Strengths: There are a lot of books that deal with the grieving process when a parent dies, but oddly few dealing with how children deal with divorce. It can be very complicated, and moving between households can be stressful. I liked how there were some positive things, and that Justine had a good relationship with her sister Marry and grandmother. It was also interesting to see part of the legal process involving custody, from Justine's perspective. There was even a little bit of friend drama. An author's note at the back explains the phenomenon of Parental Alienation Syndrome, which explains why Justine was fighting for her mother even though she loved her father. 
Weaknesses: It was a bit confusing to see Justine sabotage her father.
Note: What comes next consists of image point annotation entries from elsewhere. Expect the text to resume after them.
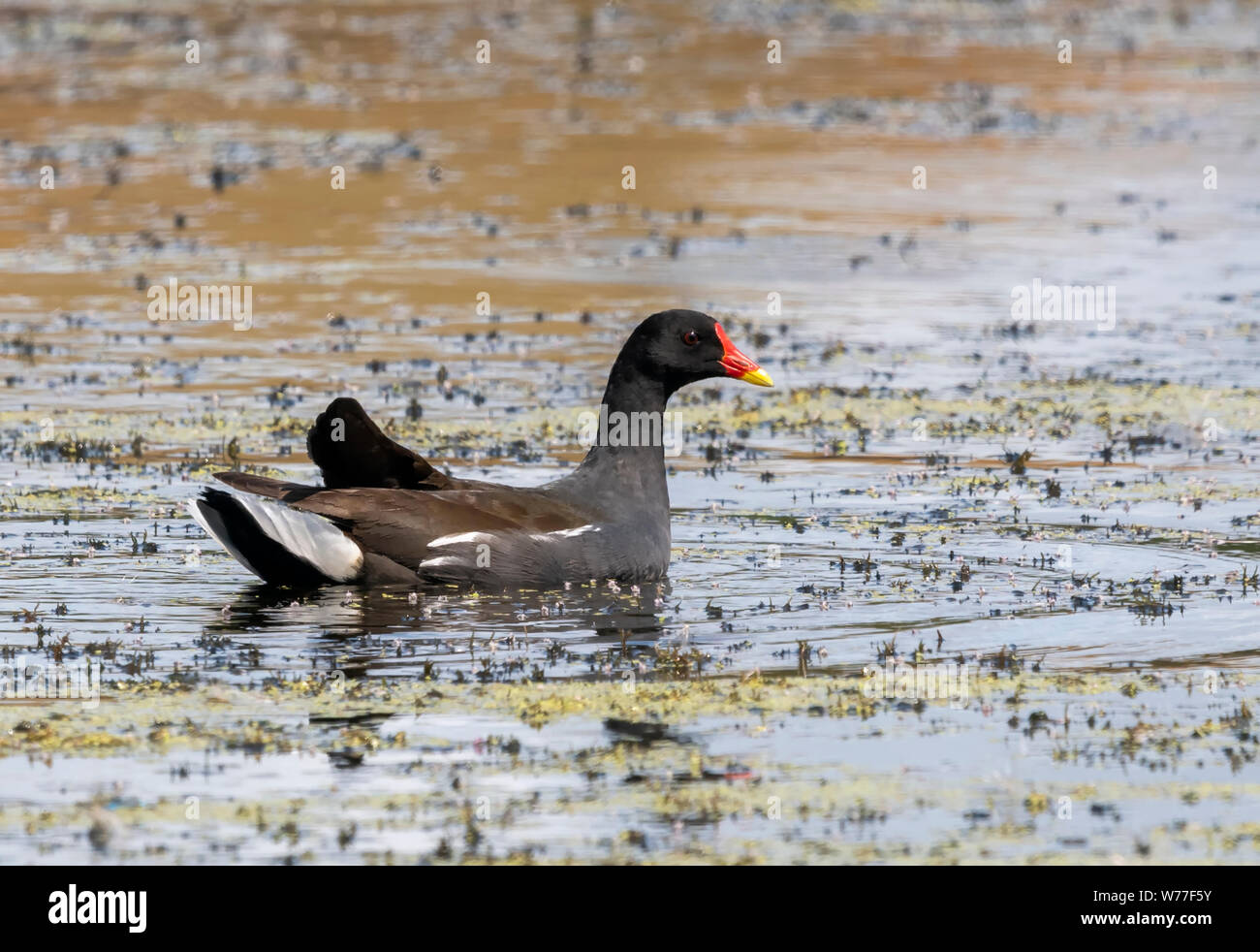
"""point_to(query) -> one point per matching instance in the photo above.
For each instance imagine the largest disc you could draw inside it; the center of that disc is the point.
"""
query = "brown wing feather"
(399, 524)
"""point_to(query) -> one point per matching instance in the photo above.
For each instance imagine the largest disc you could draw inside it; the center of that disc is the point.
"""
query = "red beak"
(739, 365)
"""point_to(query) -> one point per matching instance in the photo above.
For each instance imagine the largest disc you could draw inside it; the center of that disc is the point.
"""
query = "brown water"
(869, 503)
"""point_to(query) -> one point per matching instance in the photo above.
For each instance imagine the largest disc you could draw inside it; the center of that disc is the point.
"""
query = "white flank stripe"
(457, 539)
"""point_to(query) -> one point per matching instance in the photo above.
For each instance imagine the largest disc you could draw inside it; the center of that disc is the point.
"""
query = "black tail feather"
(239, 532)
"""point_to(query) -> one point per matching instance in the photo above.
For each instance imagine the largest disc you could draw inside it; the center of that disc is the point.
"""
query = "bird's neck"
(628, 458)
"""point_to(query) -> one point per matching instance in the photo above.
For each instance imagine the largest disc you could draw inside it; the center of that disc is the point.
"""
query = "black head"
(680, 347)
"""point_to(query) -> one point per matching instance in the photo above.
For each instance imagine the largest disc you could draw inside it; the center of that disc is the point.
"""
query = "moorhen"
(386, 516)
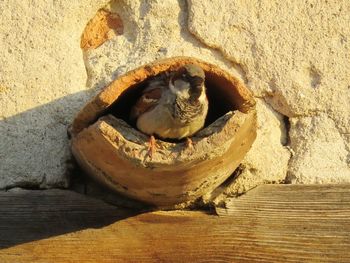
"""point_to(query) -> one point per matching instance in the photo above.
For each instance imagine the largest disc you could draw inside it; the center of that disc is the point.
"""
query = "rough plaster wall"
(294, 56)
(42, 85)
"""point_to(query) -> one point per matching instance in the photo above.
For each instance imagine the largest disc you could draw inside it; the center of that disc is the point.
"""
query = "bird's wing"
(149, 98)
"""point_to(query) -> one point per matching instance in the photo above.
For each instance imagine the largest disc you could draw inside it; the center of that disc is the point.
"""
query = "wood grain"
(272, 223)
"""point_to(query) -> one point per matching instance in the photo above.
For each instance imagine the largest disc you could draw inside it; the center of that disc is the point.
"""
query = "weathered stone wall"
(294, 56)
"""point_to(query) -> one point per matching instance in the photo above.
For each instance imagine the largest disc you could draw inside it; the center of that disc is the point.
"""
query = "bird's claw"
(151, 146)
(189, 143)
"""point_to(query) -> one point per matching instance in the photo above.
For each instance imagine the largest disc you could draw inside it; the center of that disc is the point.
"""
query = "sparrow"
(173, 105)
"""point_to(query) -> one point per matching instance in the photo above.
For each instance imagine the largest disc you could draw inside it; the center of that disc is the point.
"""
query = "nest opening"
(219, 102)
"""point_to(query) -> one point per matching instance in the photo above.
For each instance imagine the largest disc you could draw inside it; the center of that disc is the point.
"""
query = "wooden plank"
(272, 223)
(32, 215)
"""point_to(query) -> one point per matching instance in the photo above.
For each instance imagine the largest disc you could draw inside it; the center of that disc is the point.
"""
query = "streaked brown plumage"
(173, 105)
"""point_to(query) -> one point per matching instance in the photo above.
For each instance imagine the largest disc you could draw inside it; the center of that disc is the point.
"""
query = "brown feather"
(146, 102)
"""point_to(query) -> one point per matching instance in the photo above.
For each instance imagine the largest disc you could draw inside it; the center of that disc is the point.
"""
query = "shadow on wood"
(272, 223)
(26, 216)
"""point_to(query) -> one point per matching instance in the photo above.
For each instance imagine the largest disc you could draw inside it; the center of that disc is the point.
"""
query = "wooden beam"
(272, 223)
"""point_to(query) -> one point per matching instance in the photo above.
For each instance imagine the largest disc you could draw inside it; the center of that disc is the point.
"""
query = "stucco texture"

I wish there had been more specific examples of her mother manipulating her, or that Justine had been shown thinking about what she was doing to her father and their relationship
What I really think: This was a bit more of an elementary school book because of the large amount of time spent with the parents. Middle school stories spend a lot more time with children distancing themselves of spending time on their own. Include this with other books involving children's experiences of divorce, including Payne's The Thing About Leftovers, Burt's The 12 Dares of Christa, Carr's 365 Days to Alaska, Murphy's Dear Sweet Pea, Mackler's Not if I Can Help It, Youngblood's Love Like Sky, Burke's An Occasionally Happy Family, and Draper's Blended. Interesting note: there seem to be a disproportionate number of books about divorce with girls as the main characters. Burke's title is the exception.